Last year, 62 murders occurred in North Carolina. That seems like a relatively small number—and it is. But that number does not represent the total number of homicides in the state. It only represents the number of murders committed in domestic violence incidents in the state.


But there is another type of violence outside of domestic situation that poses a great threat to children: that of dating violence.


Line up 100 high school students and 10 of them will have experienced physical victimization or sexual victimization from a dating partner within the last year. That’s right—physical and sexual abuse in relationships does not wait for adulthood. For 10 percent of the population, it’s starts young. So young, that impressionable young minds might not latch on to the fact that no relationship should include violence. To back this up is a 2011 Centers for Disease Control report that found that 23 percent of females and 14 percent of males who experienced physical or sexual violence and/or stalking as an adult, experienced partner violence for the first time between the ages of 11 and 17.

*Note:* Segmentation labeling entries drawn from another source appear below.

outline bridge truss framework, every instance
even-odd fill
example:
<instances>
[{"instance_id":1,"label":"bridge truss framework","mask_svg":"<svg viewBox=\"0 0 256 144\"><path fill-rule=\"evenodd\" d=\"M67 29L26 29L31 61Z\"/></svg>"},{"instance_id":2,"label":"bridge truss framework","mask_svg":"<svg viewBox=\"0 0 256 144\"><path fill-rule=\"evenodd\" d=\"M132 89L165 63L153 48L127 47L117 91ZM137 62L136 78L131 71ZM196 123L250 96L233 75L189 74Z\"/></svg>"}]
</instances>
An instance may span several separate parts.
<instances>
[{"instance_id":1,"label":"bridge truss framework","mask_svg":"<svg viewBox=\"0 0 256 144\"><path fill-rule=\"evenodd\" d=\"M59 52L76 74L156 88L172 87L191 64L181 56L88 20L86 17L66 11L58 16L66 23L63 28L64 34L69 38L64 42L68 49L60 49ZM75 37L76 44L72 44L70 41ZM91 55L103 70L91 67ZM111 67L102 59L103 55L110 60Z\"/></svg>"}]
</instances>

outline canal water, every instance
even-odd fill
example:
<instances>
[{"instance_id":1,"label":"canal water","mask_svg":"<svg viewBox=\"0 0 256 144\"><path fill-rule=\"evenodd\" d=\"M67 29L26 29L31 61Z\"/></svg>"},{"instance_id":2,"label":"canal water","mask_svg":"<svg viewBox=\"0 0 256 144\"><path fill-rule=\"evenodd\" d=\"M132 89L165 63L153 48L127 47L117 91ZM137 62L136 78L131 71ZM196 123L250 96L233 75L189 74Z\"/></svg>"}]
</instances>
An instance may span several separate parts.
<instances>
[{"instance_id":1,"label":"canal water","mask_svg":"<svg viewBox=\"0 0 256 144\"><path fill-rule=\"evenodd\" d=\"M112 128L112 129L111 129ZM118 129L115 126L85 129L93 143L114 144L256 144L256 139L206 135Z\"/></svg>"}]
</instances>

Unhealthy relationships, no matter the age of the participants, can cause depression and anxiety; can lead to unhealthy behaviors, like tobacco, drug and alcohol use; can lead to antisocial behaviors; can lead to thoughts about suicide.


For parents, grandparents, the message is clear: talking to children now about healthy relationships can have long-term effects — positive long-term effects. Not addressing the issues of physical, sexual, psychological or emotional violence, and stalking, either in person or online, can also have long-term effects — and not for the good. Every child deserves the information, and the chance, to establish a pattern for a lifetime of healthy relationships.